SUSAN: the way, I really like this website. It's wonderful to spend some time just, you know, touring around in it. There's a lot in there.

KRISTINA: Thank you. Thank you. Yeah, you can become a member like different types of membership and that way you can support us financially and we share lots of like inside information and specific newsletter and they are

SUSAN: Well, Kristina, thank you so much for your time. As everybody seems to be saying these days stay safe, stay strong. Stay home.
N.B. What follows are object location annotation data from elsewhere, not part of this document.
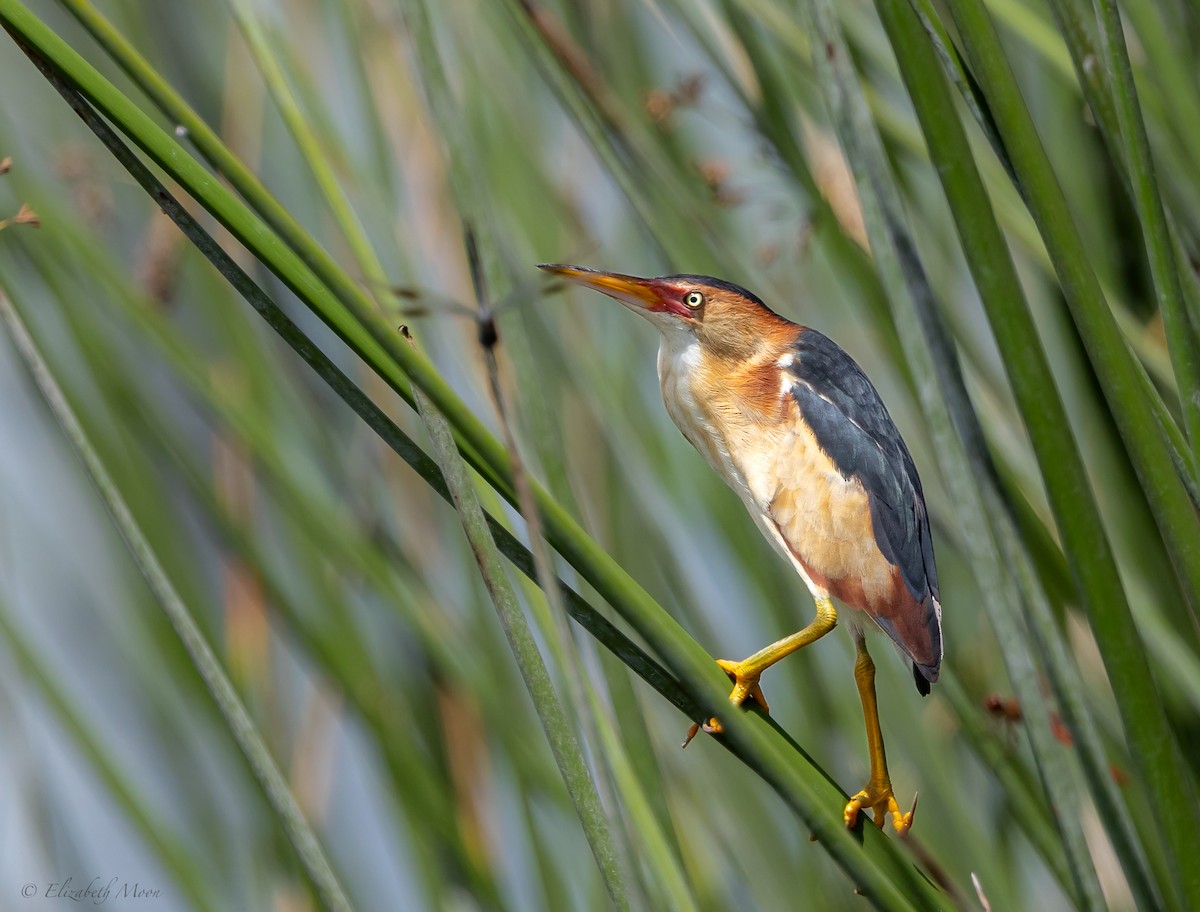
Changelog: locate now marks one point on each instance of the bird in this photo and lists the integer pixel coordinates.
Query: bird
(795, 426)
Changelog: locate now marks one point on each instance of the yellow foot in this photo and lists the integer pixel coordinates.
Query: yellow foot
(881, 802)
(745, 687)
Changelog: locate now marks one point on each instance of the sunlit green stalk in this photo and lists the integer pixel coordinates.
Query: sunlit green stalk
(874, 863)
(947, 409)
(1167, 777)
(533, 669)
(1075, 511)
(1181, 336)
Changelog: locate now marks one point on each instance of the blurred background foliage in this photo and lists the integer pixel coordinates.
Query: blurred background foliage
(337, 589)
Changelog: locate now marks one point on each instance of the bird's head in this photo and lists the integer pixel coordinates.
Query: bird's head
(725, 318)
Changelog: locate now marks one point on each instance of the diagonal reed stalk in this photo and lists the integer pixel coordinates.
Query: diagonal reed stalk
(881, 870)
(241, 726)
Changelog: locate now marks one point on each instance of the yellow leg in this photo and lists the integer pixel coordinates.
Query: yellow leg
(747, 672)
(877, 796)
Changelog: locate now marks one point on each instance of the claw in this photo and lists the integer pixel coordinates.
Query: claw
(881, 802)
(744, 688)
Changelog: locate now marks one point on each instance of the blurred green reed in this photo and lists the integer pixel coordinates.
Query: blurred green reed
(993, 207)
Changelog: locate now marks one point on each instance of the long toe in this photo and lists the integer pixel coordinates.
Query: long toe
(881, 802)
(745, 687)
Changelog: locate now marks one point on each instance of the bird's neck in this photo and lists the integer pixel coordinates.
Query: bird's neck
(717, 400)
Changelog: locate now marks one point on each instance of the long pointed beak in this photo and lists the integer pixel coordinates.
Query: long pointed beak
(641, 294)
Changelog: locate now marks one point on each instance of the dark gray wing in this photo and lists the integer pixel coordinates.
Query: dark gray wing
(856, 431)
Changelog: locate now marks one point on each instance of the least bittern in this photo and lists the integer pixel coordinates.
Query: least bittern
(796, 429)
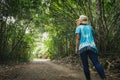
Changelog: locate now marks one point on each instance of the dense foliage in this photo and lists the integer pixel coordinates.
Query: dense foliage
(23, 22)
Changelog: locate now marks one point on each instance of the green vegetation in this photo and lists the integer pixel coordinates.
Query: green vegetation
(24, 22)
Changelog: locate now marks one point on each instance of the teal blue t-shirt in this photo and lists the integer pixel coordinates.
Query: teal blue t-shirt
(86, 38)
KRISTINA: Right? All of that.

SUSAN: But I hope this is not the first time we cross paths. And I hope that I can be supportive to you and your work. And we can collaborate because I'm really just so impressed with what you're doing. And so glad you're putting this on the agenda because I, you know, for many, many years, I spent years at Columbia University and around the School of International Public Affairs and which, you know, I have, I'm very grateful for many things that happens there and very aware of also how deep some of the patriarchal structures are in a lot of those institutions. And it's time to time to start, you know, breaking them up, moving things around, and I will say I just think the world for men, women, for people, will be so much more pleasurable for it. You know, I think having a son who is just such a beautiful soul and watching how patriarchal structures have molded him, limited him. He's fighting against it. But boy just so limits what men what men can feel and do and be. And so feminism is a very, I think a very, very luscious thing for all people. Yeah.

KRISTINA: Well, it's definitely exactly, exactly. Thank you so much, Susan. Thank you.